Habilidades blandas, módulo uno

el
Boys in a class byJulie de Graag (1877-1924). Original from The Rijksmuseum. Digitally enhanced by rawpixel

Habían pasado quince minutos desde que el profesor Ramón comenzara su clase, de los cuales catorce había permanecido de espaldas al aula mientras plasmaba la lección del día sobre la pizarra, y todos sabíamos que era muy poco probable que fuese a soltar la tiza en los cuarenta minutos que quedaban de clase. Desde mi pupitre en la última fila podía ver como la mayoría de mis compañeros ya habían dejado de prestar atención a nuestro maestro y dirigían su interés a otro tipo de actividades. Laura, por ejemplo, hacía dibujitos en su cuaderno. Alberto y Miriam habían sacado un juego de cartas, y ni siquiera se esforzaban en disimular que jugaban una partida. Aurora leía una revista que había ocultado bajo su libro de texto. Para mí, ese golpeteo y esa fricción entre la tiza y la pizarra (tac tac rasss tac) era como un arrullo y me adormecía el sentido. Guille se divertía haciendo bolitas de papel y lanzándoselas a Sergio utilizando un bolígrafo a modo de cerbatana. 

Guille, a quien los profesores describían reiteradamente como un delincuente en potencia en las evaluaciones que enviaban a los padres, evaluaciones a las que aparentemente no se les concedía ninguna importancia en casa de Guille, solía entretenerse con ese tipo de distracciones. 

Sergio, en cambio, siempre recibía calificativos como “ejemplar”, “aplicado” o “trabajador” en los informes del profesorado, el tipo de calificativos que a cualesquiera padres les complace leer en los informes escolares de sus hijos, informes que en el caso de Sergio omitían a su vez otro tipo de datos relevantes, como que era una víctima recurrente de alumnos problemáticos como Guille.

Pero Sergio, para bien o para mal, no era pródigo en palabras, ni siquiera para denunciar situaciones de abuso, aunque tuviese toda la razón de su parte.

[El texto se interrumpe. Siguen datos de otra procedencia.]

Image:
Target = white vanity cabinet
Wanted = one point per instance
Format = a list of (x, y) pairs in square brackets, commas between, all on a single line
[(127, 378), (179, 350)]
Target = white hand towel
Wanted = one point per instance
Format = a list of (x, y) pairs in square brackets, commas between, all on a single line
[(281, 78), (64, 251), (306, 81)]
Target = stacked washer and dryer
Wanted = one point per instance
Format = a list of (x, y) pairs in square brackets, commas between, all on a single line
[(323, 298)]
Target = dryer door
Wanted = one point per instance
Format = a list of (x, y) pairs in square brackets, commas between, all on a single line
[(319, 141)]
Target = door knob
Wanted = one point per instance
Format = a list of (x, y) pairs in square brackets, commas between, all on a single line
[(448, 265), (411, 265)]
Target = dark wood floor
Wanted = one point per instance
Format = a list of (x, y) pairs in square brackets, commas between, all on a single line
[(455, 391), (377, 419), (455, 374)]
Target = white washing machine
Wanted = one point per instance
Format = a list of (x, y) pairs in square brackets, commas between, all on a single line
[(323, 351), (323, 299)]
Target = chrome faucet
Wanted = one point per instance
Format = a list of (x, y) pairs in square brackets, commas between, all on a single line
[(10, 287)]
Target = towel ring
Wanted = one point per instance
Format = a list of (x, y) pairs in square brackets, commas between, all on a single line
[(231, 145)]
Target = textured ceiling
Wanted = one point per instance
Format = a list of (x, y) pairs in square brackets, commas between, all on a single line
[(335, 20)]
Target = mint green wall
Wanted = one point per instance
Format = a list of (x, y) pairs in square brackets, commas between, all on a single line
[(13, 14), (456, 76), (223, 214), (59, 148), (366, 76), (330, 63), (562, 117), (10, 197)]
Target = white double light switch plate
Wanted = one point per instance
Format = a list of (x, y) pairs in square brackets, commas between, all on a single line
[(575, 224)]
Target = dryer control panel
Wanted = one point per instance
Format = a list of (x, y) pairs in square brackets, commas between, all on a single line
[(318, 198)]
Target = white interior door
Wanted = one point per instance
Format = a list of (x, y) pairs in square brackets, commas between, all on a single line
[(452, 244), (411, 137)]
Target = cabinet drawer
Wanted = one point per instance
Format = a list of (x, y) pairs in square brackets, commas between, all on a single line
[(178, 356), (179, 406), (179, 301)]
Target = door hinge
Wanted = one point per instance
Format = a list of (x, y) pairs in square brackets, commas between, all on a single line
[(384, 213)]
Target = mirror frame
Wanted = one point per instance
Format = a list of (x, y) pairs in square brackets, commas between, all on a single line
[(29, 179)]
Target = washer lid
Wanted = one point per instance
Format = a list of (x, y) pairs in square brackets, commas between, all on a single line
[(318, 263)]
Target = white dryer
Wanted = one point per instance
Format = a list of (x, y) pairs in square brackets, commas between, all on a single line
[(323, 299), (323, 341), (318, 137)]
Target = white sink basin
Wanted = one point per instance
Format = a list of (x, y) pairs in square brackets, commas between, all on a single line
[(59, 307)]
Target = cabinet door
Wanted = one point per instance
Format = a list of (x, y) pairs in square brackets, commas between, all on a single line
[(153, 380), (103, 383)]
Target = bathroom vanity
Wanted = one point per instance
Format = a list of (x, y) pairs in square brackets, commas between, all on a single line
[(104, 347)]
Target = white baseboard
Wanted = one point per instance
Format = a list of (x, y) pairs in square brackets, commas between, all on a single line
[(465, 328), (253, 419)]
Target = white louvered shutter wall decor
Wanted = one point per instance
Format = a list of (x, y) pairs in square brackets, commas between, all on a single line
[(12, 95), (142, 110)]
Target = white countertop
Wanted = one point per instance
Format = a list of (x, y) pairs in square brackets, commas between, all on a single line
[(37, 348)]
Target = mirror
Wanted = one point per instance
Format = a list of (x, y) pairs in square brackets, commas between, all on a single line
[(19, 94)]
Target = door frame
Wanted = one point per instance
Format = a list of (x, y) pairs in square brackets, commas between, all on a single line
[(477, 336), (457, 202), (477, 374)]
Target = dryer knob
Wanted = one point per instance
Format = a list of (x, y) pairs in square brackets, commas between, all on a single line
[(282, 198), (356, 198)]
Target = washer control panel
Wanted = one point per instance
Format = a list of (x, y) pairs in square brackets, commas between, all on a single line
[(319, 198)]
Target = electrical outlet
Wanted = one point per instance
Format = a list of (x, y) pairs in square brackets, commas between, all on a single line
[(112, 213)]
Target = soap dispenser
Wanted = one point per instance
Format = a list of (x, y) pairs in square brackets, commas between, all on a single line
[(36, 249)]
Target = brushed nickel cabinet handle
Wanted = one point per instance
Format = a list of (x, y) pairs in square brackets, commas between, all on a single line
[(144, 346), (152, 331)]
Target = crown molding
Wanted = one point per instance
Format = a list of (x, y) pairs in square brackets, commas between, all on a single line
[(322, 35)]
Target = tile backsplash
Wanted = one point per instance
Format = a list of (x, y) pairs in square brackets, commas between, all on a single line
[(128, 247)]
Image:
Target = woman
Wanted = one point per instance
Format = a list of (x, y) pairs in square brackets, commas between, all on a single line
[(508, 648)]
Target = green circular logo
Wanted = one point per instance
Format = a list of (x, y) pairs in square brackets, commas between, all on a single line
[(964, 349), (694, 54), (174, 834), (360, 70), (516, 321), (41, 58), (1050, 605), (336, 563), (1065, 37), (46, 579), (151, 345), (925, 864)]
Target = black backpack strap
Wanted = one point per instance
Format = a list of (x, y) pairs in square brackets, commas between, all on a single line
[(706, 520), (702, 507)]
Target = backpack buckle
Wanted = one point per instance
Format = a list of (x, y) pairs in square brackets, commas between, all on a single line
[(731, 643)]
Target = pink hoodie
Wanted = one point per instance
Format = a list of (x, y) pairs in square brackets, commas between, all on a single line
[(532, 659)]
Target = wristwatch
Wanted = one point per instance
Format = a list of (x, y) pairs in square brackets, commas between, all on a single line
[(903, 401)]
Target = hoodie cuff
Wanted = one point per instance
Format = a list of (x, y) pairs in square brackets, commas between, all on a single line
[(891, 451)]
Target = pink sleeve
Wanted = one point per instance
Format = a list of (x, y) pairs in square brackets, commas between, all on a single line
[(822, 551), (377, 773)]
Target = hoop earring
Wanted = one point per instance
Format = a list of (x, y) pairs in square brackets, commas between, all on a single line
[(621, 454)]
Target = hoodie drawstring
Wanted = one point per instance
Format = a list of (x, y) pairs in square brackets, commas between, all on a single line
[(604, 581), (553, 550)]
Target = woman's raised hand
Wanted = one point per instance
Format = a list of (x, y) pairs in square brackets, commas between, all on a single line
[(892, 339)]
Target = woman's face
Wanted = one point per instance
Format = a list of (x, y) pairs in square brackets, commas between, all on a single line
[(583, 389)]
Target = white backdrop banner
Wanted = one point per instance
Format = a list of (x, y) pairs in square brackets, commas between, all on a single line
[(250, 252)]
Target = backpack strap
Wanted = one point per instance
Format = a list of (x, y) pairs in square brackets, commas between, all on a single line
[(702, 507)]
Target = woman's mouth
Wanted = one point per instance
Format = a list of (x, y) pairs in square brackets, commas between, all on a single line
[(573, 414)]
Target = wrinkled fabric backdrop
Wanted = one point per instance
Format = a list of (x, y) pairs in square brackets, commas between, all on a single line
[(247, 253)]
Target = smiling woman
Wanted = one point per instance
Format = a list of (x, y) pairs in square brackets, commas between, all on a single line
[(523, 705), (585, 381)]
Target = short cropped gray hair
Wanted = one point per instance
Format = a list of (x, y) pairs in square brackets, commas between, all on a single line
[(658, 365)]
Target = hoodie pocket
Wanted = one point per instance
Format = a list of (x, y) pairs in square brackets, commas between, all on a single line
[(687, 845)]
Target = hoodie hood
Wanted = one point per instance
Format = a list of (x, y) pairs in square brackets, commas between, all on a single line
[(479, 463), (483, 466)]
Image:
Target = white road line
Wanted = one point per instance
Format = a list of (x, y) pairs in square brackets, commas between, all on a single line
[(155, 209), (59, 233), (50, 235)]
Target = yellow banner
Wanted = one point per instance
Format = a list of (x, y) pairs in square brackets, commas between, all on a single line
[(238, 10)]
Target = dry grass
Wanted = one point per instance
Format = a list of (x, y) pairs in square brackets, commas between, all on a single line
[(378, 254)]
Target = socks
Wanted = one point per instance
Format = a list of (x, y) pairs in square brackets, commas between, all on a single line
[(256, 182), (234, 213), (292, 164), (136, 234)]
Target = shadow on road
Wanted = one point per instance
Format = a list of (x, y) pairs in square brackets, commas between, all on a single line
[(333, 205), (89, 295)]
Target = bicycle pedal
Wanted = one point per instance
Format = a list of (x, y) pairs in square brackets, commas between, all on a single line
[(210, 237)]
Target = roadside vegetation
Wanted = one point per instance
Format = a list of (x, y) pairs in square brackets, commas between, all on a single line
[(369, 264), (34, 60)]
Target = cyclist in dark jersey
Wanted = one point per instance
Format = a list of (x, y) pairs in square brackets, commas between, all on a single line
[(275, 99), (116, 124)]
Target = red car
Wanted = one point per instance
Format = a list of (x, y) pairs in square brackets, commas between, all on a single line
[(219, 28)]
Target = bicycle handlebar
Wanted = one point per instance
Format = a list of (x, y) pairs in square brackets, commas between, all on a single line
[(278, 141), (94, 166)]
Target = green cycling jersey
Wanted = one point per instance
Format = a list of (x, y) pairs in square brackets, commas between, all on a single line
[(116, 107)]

Había recibido ya un par de impactos, pero seguía resistiendo, tenso en su pupitre, intentando seguir la insoportable lección del profesor Ramón. 

Cuando recibió el tercer impacto, no pudo retener un leve quejido. El profesor detuvo el monocorde golpeteo de su tiza, encaró al aula y preguntó, desafiante, si había ocurrido algo. Sergio no abrió la boca. Nadie lo hizo. Sabíamos que cualquiera que señalase a Guille en un momento así estaría sentenciado, y tendría que vérselas con el delincuente en potencia en el patio, lejos de la vista de cualquier profesor. Ante el mutismo general, el profesor Ramón exigió silencio y continuó garabateando la pizarra. Guille aprovechó para sacar de nuevo su cerbatana. Estaba fabricando nuevos perdigones a base de papel y saliva. Alejé de mi vista la imagen de Guille preparando su munición. Aunque fuese solo un gesto de solidaridad simbólico y estéril, preferí dirigir mi atención hacia Sergio y su resistencia impasible.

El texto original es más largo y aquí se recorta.